From the perspective of a financial engineer,
CB_t = straight value + value of call option on stock
CCB_t = straight value + value of call option on stock – value of call option on bond.
A final point to consider in relation to the valuation of callable convertible debt is that the call feature is usually used by the firm to force conversion upon the convertible holder.

Summary
Equity price risk, interest rate risk, credit risk and re-financing risk are all ‘factors’ which influence the valuation (and hence the hedging) of an investment in a convertible debt security. Only the first two however might be properly considered as market (or traded) risk factors, although the expansion of the credit derivatives industry clearly provides the opportunity to hedge selected credit risk exposures. In a subsequent article we will overview a number of recursive valuation methods which can account for the aforementioned risk factors and contract provisions to give a robust estimate of convertible value. In the same article we will describe how CBs might be traded and risk-managed in practice to implement a convertible arbitrage trading strategy.
Figure 5 : Payoff profile of a 'callable' convertible bond (CCB)

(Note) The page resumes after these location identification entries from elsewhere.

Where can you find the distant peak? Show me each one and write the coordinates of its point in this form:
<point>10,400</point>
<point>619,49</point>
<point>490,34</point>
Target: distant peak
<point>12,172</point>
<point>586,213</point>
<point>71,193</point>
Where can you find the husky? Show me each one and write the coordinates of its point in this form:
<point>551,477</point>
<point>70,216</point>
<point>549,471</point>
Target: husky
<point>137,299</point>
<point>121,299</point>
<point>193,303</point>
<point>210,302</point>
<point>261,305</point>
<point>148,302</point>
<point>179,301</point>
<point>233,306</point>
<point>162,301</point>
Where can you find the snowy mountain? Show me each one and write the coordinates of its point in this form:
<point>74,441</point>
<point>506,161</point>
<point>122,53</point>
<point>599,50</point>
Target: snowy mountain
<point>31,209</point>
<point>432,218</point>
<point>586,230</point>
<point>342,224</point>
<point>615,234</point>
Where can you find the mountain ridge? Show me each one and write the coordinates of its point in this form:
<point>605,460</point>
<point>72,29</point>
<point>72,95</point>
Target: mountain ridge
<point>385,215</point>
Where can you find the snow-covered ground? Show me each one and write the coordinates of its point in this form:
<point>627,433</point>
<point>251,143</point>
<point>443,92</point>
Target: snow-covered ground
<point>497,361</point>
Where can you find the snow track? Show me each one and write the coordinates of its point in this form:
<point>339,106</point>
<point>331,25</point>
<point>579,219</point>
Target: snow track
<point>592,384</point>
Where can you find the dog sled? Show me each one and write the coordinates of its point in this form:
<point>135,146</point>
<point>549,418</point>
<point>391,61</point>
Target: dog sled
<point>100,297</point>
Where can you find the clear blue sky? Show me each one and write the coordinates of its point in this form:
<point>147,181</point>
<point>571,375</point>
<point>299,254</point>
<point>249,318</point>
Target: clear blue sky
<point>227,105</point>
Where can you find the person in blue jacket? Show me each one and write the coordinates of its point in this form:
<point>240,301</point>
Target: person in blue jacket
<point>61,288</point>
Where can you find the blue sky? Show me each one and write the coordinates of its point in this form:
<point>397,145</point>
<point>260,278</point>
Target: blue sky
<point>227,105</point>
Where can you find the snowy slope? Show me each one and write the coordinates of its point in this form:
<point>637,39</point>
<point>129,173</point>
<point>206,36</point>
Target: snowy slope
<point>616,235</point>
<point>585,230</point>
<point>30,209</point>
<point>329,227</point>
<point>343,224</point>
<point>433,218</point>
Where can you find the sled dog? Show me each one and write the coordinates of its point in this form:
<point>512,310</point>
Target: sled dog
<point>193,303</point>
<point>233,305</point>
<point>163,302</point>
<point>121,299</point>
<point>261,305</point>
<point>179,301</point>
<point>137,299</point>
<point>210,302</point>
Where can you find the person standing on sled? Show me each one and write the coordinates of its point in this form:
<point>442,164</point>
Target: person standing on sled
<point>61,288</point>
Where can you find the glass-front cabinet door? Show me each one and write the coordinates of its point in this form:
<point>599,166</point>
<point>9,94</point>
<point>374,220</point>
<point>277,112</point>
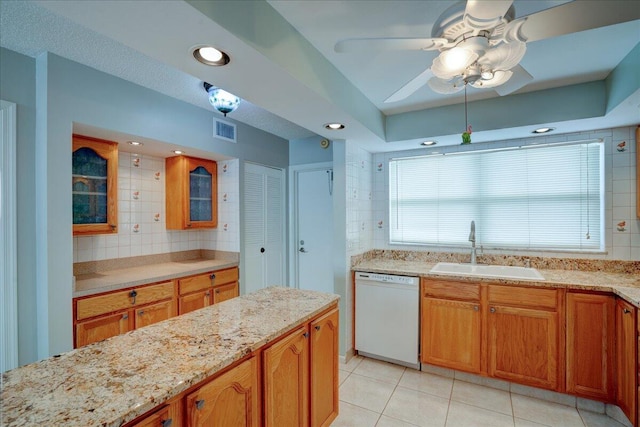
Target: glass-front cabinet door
<point>94,186</point>
<point>191,193</point>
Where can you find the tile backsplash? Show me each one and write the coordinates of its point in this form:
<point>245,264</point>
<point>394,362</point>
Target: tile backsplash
<point>141,215</point>
<point>621,226</point>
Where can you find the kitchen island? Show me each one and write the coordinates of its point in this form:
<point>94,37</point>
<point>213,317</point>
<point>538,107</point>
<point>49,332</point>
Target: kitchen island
<point>113,382</point>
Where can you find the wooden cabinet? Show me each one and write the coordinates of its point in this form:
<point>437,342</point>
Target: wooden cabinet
<point>154,313</point>
<point>523,335</point>
<point>191,193</point>
<point>103,316</point>
<point>285,368</point>
<point>626,366</point>
<point>451,325</point>
<point>590,345</point>
<point>230,399</point>
<point>324,369</point>
<point>205,289</point>
<point>225,292</point>
<point>94,186</point>
<point>102,328</point>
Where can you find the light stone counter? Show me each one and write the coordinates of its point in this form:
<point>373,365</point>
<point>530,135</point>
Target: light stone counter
<point>624,285</point>
<point>104,281</point>
<point>114,381</point>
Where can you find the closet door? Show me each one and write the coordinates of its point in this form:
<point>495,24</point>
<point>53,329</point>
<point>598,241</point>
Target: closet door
<point>264,216</point>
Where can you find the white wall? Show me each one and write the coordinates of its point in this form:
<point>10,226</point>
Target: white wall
<point>621,242</point>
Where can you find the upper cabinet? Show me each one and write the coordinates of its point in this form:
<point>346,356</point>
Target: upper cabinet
<point>94,186</point>
<point>191,193</point>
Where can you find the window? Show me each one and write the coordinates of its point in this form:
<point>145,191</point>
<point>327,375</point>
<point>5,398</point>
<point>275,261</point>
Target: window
<point>536,197</point>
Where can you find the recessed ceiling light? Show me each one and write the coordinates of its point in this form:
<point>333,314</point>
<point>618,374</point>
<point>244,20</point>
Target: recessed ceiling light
<point>209,55</point>
<point>334,126</point>
<point>543,130</point>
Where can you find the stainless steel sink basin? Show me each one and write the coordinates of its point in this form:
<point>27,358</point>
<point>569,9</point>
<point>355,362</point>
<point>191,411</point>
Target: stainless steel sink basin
<point>482,270</point>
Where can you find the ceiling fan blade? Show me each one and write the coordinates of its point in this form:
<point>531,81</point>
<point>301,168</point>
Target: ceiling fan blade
<point>482,15</point>
<point>571,17</point>
<point>445,86</point>
<point>382,44</point>
<point>519,79</point>
<point>413,85</point>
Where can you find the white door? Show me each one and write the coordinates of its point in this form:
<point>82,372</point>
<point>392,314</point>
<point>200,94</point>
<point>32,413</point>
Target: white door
<point>314,218</point>
<point>264,219</point>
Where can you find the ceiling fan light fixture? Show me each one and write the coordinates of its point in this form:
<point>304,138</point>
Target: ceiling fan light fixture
<point>499,77</point>
<point>221,100</point>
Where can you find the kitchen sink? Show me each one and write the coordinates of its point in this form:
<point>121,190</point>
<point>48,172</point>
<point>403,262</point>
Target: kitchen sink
<point>483,270</point>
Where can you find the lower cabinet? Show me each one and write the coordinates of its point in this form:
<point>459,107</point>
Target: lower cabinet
<point>590,345</point>
<point>102,328</point>
<point>300,374</point>
<point>286,380</point>
<point>627,368</point>
<point>324,369</point>
<point>228,400</point>
<point>451,325</point>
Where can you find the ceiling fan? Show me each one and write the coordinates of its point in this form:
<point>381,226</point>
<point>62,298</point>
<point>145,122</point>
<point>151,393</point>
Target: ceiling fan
<point>481,42</point>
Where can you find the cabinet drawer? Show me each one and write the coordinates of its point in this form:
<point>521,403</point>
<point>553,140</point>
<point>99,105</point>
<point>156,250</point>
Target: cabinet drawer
<point>451,290</point>
<point>206,280</point>
<point>524,296</point>
<point>102,304</point>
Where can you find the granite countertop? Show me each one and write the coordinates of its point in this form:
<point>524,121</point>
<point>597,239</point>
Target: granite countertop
<point>626,286</point>
<point>114,381</point>
<point>111,280</point>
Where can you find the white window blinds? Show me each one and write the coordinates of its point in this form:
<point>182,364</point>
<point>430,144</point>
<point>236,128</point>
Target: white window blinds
<point>546,197</point>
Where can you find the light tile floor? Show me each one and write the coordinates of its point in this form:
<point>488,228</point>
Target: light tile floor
<point>375,393</point>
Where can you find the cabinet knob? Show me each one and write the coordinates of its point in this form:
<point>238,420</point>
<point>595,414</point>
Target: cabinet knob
<point>133,294</point>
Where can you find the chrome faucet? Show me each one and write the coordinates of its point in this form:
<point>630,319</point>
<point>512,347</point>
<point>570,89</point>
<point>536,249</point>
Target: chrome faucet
<point>472,239</point>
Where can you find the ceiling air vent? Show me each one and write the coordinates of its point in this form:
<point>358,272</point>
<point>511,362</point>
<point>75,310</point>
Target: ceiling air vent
<point>224,130</point>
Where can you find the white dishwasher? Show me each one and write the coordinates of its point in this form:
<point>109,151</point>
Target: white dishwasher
<point>387,317</point>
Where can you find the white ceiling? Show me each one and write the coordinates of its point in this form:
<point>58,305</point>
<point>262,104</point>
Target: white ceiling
<point>293,96</point>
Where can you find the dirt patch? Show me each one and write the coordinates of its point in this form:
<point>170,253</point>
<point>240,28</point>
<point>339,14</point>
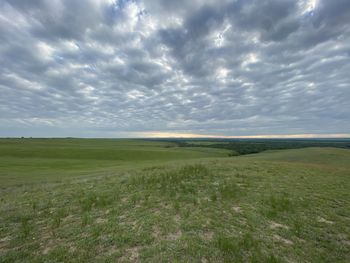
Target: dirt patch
<point>323,220</point>
<point>174,236</point>
<point>237,209</point>
<point>208,236</point>
<point>274,225</point>
<point>282,240</point>
<point>101,220</point>
<point>133,254</point>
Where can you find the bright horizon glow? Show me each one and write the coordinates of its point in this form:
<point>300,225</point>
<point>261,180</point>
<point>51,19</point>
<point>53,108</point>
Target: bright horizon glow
<point>268,136</point>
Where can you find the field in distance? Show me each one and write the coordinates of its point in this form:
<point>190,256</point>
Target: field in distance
<point>32,160</point>
<point>190,205</point>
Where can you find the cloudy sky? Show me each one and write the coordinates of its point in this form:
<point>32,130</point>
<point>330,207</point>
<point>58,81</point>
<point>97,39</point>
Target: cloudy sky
<point>118,68</point>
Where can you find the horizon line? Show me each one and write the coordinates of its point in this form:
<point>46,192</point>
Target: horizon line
<point>169,135</point>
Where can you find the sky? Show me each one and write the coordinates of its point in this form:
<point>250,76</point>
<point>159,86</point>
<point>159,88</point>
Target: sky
<point>200,68</point>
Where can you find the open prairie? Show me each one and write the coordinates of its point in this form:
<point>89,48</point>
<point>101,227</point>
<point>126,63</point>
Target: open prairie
<point>70,200</point>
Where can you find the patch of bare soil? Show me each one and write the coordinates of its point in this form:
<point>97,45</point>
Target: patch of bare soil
<point>282,240</point>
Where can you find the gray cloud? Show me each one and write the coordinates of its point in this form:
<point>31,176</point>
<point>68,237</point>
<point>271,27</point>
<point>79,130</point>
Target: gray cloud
<point>113,68</point>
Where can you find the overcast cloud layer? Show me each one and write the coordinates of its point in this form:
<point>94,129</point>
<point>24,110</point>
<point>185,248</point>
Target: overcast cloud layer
<point>110,68</point>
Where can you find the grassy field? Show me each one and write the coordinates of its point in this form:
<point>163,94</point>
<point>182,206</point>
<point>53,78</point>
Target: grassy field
<point>189,206</point>
<point>33,160</point>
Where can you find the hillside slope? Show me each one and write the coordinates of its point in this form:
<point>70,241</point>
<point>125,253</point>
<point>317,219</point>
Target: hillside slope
<point>280,206</point>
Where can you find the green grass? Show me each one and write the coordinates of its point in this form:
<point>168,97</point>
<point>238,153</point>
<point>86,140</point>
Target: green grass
<point>33,160</point>
<point>282,206</point>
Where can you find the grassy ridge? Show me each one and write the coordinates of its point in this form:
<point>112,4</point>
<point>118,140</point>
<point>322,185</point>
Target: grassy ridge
<point>280,206</point>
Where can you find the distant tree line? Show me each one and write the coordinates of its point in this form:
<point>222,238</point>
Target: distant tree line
<point>255,146</point>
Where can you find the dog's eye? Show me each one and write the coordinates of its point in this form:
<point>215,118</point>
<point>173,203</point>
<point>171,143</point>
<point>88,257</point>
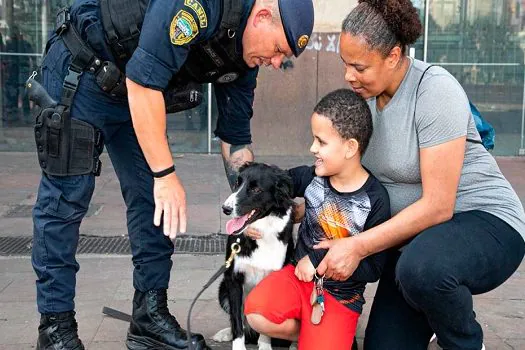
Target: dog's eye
<point>238,183</point>
<point>256,190</point>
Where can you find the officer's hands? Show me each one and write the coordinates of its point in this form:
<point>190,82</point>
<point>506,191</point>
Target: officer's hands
<point>170,204</point>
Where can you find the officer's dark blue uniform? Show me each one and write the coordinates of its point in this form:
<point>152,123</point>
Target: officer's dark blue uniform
<point>169,30</point>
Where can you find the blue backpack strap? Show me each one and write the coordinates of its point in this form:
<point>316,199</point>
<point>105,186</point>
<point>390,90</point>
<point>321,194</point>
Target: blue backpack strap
<point>485,130</point>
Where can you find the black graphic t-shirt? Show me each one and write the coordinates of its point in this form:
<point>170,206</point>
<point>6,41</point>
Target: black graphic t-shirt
<point>330,214</point>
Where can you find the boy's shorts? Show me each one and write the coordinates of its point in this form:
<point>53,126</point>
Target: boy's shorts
<point>281,296</point>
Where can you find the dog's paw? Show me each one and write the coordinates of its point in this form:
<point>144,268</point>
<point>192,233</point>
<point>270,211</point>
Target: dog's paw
<point>223,335</point>
<point>238,344</point>
<point>265,346</point>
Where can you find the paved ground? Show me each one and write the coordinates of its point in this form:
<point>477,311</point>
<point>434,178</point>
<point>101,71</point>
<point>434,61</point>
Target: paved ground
<point>106,279</point>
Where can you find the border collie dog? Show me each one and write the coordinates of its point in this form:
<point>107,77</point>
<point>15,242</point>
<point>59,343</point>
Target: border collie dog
<point>262,198</point>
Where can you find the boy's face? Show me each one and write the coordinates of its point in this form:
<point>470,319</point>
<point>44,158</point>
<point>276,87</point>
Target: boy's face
<point>328,147</point>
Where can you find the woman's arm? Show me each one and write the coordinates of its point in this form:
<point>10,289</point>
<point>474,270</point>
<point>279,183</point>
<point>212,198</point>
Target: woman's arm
<point>440,173</point>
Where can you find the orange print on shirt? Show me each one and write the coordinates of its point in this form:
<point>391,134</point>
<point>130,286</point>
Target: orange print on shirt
<point>334,224</point>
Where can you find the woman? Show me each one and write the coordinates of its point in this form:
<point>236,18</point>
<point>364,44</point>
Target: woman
<point>457,227</point>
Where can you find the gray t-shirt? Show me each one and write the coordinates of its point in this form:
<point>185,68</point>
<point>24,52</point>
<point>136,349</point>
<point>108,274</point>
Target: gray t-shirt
<point>442,114</point>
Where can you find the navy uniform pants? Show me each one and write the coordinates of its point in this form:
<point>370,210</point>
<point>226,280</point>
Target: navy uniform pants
<point>63,201</point>
<point>427,287</point>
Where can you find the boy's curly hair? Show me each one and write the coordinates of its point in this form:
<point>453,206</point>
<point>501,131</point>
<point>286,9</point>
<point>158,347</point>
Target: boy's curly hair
<point>349,114</point>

1 The “conversion price” is calculated as the issue price of the convertible debt divided by the conversion ratio – the numbers of shares of common stock received‘ in exchange for a par-value ‘unit’ of convertible debt on conversion. The “premium” is defined as the positive difference between the conversion price and the prevailing share price at the time of issue.

2 Should the price of the common stock decline significantly (but as long as firm remains solvent and able to continue to service its debt), the price of the convertible bond will not fall below that of the straight bond “component”. Viewing the convertible as a “hybrid” security with a part straight bond and part warrant or equity-option structure, the value of the (deep OTM) equity-option component tends to zero under such a market outturn. These effects are illustrated in Fig. 4 following.

3 Low interest - since lower coupon income will be tolerated by investors because of the embedded equity option feature.

4 Hedge fund or “alternative investment” trading currently accounts for more than 70% of convertible trading volume in London and New York. Source : Financial Times, Weekly Review of the Investment Industry, April 11, 2005.

5 In terms of the underlying share price, V is reached when the prevailing share price equals the “conversion price” as defined in the CB prospectus at the time of issue.

6 Low interest - since lower coupon income will be tolerated by investors because of the embedded equity option feature.